On the other hand, if you believe that the "enemy" is a strain of radical Islam that goes well beyond a group called AQ, then the opposite of those points makes sense: we should have stopped Saddam.  We should fight against all radical Islamic terrorists.  Killing Osama was not all that strategically important.  And we have much to fear about the Arab Spring.

In short, the "it's all about AQ" theory was a convenient excuse to do nothing other than the occasional drone-kill or SEAL-kill of an identifiable AQ operative and then "Disneyfy" all other Muslim movements as people who yearn only for freedom and democracy -- even people who killed Gaddafi by "bayonet stab to the anus" or sexually assaulted Lara Logan.

And here is how much the "it's all about AQ" crowd wanted that worldview to be true.  They claimed that killing Osama turned the corner on terrorism.  Here are the words from the State Department, just this July.

The death of Usama bin Ladin, al-Qa'ida's founder and sole leader for the past 22 years, highlighted a landmark year in the global effort to counter terrorism[.] ... The loss of bin Ladin and these other key operatives puts the network on a path of decline that will be difficult to reverse.

Remember that phrase: "a path of decline that will be difficult to reverse."

And do you know what that State Department statement was based on?  A report by the National Terrorism Center that said this:

Attacks by AQ and its affiliates increased by 8 percent from 2010 to 2011.

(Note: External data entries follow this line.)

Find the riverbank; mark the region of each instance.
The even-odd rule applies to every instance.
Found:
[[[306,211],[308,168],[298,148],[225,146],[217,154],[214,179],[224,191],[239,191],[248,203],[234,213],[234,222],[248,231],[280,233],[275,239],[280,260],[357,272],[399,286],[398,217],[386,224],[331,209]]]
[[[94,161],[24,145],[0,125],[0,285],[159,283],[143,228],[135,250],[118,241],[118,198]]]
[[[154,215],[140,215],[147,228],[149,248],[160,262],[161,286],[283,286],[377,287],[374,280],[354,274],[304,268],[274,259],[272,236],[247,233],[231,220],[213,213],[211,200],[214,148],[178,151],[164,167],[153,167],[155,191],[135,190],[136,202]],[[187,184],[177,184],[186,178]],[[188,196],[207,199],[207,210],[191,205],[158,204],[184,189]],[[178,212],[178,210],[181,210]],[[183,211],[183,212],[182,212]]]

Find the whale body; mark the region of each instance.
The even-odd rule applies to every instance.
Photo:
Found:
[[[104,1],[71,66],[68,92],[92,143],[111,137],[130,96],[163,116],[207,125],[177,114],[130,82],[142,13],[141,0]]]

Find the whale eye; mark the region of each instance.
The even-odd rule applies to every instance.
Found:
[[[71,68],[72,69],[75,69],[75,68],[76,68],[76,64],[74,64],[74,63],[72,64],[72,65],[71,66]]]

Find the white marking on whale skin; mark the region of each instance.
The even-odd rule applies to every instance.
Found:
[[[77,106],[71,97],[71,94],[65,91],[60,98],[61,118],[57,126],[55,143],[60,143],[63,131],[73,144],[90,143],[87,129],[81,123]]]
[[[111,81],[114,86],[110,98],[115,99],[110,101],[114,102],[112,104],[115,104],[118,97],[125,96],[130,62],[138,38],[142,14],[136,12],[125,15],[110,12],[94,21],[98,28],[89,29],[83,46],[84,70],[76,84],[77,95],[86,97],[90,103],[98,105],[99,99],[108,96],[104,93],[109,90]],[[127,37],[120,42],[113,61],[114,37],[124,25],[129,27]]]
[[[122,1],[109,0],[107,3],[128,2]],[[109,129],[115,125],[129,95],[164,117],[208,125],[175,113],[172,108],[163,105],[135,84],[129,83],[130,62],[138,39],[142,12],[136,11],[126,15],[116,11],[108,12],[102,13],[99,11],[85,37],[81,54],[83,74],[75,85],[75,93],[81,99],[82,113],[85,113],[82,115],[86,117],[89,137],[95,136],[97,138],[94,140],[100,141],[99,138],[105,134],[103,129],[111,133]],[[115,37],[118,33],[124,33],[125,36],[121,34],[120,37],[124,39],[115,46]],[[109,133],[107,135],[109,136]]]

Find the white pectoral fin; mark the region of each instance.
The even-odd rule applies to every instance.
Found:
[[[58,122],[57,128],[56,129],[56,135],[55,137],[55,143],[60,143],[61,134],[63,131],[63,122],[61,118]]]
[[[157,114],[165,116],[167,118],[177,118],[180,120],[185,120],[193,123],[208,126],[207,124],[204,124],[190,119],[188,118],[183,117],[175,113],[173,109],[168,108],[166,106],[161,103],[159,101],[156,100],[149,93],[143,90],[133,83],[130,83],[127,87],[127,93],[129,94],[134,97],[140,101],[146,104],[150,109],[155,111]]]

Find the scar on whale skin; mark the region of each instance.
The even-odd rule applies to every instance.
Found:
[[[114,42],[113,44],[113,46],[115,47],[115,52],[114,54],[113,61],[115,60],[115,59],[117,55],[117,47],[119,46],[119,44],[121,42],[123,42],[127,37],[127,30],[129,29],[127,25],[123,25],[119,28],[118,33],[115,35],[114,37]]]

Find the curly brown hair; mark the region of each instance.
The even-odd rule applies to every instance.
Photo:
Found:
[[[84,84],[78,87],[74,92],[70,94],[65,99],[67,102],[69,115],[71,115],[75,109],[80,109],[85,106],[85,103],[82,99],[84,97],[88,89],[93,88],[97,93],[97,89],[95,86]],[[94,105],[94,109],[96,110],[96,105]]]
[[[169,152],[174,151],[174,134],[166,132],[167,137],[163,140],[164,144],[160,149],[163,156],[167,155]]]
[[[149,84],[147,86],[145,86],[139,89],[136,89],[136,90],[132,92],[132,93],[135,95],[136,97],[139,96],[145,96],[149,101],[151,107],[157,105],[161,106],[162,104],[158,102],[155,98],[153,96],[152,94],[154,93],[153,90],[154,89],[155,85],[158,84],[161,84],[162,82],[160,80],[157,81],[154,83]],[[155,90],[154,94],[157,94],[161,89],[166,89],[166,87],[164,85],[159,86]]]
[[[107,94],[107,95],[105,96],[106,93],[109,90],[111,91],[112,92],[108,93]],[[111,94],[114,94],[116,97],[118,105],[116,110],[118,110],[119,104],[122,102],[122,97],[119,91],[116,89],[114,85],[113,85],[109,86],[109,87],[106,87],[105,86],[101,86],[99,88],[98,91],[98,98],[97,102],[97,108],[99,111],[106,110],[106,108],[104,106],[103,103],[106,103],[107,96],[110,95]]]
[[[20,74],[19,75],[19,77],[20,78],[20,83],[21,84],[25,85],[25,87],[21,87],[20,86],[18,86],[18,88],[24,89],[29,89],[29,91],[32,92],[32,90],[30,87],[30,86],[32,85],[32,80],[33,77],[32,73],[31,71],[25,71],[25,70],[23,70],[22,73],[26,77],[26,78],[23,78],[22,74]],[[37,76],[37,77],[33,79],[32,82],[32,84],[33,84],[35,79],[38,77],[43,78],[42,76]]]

In what universe does an increase of attacks indicate "a path of decline"?  In the same universe where an attack on a U.S. embassy in a Muslim country on September 11 was motivated by a YouTube video that no one saw.

It was just in July that the State Department said that AQ was on "a path of decline."  By September, protesters would be flying AQ's flag over our own embassies in Tunisia, Egypt, Kuwait, and Libya while chanting, "Obama, we are all Osama."  And four Americans, including our ambassador, would be killed in Libya, after which CNN ran this headline: "Pro-al Qaeda group seen behind deadly Benghazi attack."

Do we still think AQ is on a path of decline that will be difficult to reverse?  Do we still think AQ is confined to small pockets in AfPak and maybe parts of Yemen and Somalia?  Do we still think AQ itself is the only group of Muslims that thinks Allah commands Muslims to kill Americans?  Do we still think that Muslims who want to kill Americans represent just some teeny-tiny slice of the ummah?  Do we still think the "Arab Spring" is a freedom and democracy movement and not a jihadi/sharia-law/global-caliphate and anti-American movement?

I guess we can hope the answer to all those questions is "yes."  But hope is not a strategy.